O-level preparatory classes in private schools are becoming more popular with private students, with many hoping that the tuition will help them get into a polytechnic.
Private schools said they see more students signing up for these classes despite fewer private candidates taking the O levels in recent years. Last year, there were 1,983 private candidates, down from 2,133 in 2014 and 2,615 in 2013.
The figure was above 3,000 in previous years.
Private schools said the drop in numbers is because students now have more options, such as a wider range of courses at the Institute of Technical Education and private diplomas. But there are those who also want a polytechnic stint before going to work as many harbour hope of earning at least a diploma qualification, so they sign up for preparatory courses.
That is why Kaplan Higher Education launched an intensive course last year to cater to these students. Such courses last up to a year and are geared towards students who need help studying for the O levels. The lessons are usually conducted in groups and take place several times a week.
The course, which started last October, now has 30 students and Kaplan hopes to double the class size for the next intake. Said Ms Elaine Ng, head of Kaplan's O-level preparatory school: "The O levels is a recognised qualification so there's always demand for it from locals and foreigners. Many are young and have a bright future ahead of them, so we are trying to help them gain the qualification to move on to local institutions like the polytechnics."
Other private schools have also reported seeing more demand.
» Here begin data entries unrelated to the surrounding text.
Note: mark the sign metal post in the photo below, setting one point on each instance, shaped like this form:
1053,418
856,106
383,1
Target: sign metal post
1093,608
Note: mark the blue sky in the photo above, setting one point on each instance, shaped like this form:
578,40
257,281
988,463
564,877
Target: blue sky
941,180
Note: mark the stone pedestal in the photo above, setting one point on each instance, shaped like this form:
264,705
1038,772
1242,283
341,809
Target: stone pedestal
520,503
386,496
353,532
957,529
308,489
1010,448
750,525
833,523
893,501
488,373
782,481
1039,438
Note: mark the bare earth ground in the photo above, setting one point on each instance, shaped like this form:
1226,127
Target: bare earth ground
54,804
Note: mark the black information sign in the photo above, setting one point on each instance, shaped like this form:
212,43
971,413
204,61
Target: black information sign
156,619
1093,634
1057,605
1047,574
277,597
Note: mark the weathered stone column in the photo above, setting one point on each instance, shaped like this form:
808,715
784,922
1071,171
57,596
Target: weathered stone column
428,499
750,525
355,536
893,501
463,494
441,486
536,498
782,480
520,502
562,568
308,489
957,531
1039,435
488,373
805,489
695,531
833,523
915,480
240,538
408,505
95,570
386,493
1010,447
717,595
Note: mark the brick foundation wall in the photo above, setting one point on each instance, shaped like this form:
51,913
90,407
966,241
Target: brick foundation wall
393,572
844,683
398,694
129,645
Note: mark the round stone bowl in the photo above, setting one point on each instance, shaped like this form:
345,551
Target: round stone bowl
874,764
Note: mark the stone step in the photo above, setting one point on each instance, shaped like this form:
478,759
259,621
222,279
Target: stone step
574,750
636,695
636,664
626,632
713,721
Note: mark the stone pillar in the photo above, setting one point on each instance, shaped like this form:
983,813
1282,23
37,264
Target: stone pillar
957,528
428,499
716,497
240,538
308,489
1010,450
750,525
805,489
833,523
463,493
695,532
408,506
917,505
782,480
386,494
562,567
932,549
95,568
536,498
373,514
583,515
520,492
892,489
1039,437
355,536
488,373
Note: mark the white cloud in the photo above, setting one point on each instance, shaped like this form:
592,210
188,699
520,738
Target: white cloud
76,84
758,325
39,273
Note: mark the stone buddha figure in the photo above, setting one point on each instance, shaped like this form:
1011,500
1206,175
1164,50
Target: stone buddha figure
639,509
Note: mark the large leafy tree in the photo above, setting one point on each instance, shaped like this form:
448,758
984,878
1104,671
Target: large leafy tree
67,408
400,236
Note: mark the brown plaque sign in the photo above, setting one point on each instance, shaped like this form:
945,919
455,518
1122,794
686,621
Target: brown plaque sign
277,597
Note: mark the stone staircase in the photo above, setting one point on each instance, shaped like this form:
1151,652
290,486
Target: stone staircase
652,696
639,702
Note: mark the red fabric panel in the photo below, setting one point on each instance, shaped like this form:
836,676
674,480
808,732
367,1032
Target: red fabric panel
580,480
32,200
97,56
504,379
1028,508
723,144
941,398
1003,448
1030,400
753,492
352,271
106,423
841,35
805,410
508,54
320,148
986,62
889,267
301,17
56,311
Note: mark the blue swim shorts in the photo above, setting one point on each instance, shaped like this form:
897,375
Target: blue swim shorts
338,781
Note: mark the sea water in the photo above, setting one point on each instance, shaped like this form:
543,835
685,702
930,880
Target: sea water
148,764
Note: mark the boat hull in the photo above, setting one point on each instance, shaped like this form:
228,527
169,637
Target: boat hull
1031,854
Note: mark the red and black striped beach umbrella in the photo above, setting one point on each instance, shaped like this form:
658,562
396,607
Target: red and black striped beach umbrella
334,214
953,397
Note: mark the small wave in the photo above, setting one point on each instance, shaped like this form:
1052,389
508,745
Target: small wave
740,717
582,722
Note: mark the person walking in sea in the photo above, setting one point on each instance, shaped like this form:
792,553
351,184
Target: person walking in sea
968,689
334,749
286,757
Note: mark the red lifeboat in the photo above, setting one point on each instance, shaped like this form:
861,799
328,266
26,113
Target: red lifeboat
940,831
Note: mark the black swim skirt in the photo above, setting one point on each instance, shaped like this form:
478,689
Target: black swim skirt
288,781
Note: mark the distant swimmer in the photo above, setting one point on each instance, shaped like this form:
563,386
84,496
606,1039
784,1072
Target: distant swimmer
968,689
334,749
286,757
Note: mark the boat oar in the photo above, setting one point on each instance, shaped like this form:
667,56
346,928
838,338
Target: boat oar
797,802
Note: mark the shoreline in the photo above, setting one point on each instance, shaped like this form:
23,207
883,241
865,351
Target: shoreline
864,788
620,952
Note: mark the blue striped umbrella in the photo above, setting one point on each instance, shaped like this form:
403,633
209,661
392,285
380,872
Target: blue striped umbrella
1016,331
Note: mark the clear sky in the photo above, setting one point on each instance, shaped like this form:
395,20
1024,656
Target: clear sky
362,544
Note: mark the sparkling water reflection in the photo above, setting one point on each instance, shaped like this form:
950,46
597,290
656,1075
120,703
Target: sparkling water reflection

Depending on the number of subjects students take, course fees range from $3,000 to more than $10,000.
Last year, Penciltutor had 109 full-time students - all Singaporeans or permanent residents - in its O-level preparatory programme, up from 98 in 2013. Principal Ananda Rajan said he expects the figure to rise to 120 this year.
Sense College saw the number of students in its O-level preparatory course grow from 70 in 2013 to almost 100 last year. The school, set up by Yayasan Mendaki, a self-help group for the Malay and Muslim community, expects a 30 per cent increase in enrolment this year.
At YMCA Education Centre, there has been a 40 per cent increase in student intake for its O-level preparatory course over the last three years. It currently has 45 students and expects this number to grow as students join the programme during the year.
A similar course conducted by the Management Development Institute of Singapore (MDIS) College has had "fairly stable" numbers in recent years, taking in about 400 students yearly. Ms Tan Gek Khim, MDIS' senior director, said it hopes to increase the cohort size by 20 per cent this year.
Despite having fewer O-level students, St Francis Methodist School achieved its best results to date - 89.5 per cent of its latest cohort of 19 students passed at least five subjects, beating the national average of 83.8 per cent.
In 2013 and 2014, the school's five-subject pass rates were 25 per cent and 56 per cent respectively. The school attributed the improvement to an extra academic enrichment programme and study camps during holidays it started in 2013.
Students said these preparatory courses are a chance for them to complete secondary school education. Mr Kong Wei left secondary school in 2009 after being suspended for smoking and fighting.
"It's possible to earn a living without the O-level qualification but I realised I had to put in more effort compared with other people," said the 22-year-old, who was working in a logistics services company.
He took his O levels last year and scored B3s for five subjects after enrolling in Sense College. Mr Kong now hopes to study veterinary technology in a polytechnic.